Dankeschönveranstaltung wieder sehr gelungen

Zu Beginn des Jahres luden traditionell am Montag nach dem Dreikönigstag die Ortsbürgermeisterin und der Ortschaftsrat zum Neujahrsempfang in das Roßlauer Rathaus ein. Wieder haben Schüler der Musikschule „Kurt Weill“ den Empfang wunderbar musikalisch umrahmt, wofür wir herzlich danken.
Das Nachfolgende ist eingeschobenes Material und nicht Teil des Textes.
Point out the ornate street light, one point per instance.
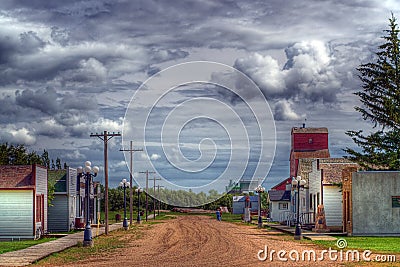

Im Mittelpunkt der diesjährigen Dankeschönveranstaltung am 7. Januar 2019 standen aber vor allem Bürgerinnen und Bürger, die das Heimat-und Schifferfest 2018 persönlich oder finanziell unterstützt haben und somit zum Gelingen des Festes wesentlich beitrugen. Der Ortschaftsrat, der erstmalig das Fest federführend vorbereitet und durchgeführt hat, konnte sich in diesem feierlichen Rahmen bei den vorwiegend ehrenamtlich Mitwirkenden mit einer Anerkennung bedanken. Neben diesen Ehrenamtlichen wurde außerdem Verena Looke mit einer Anerkennung gedankt, die älteren und hilfsbedürftigen Mitbürgern aufopferunsvoll viel Zeit und Verständnis schenkt, sei es im Seniorenheim „An der Rossel“ oder in den Räumlichkeiten der Dessauer Tafel am Anhaltiner Platz. Auch das jahrzehntelange Engagement von Günther Engel für den Rassekaninchenzuchtverein G 325 e.V. wurde mit einer Anerkennung gewürdigt. Neben ihrem sportlichen Einsatz bei den Kegelfrauen kümmert sich die 2. Vorsitzende des ESV Roßlau 51 e.V., Sandra Möbius in ihrer Freizeit um alle möglichen Belange des Vereins und erhielt dafür ebenfalls eine Anerkennung.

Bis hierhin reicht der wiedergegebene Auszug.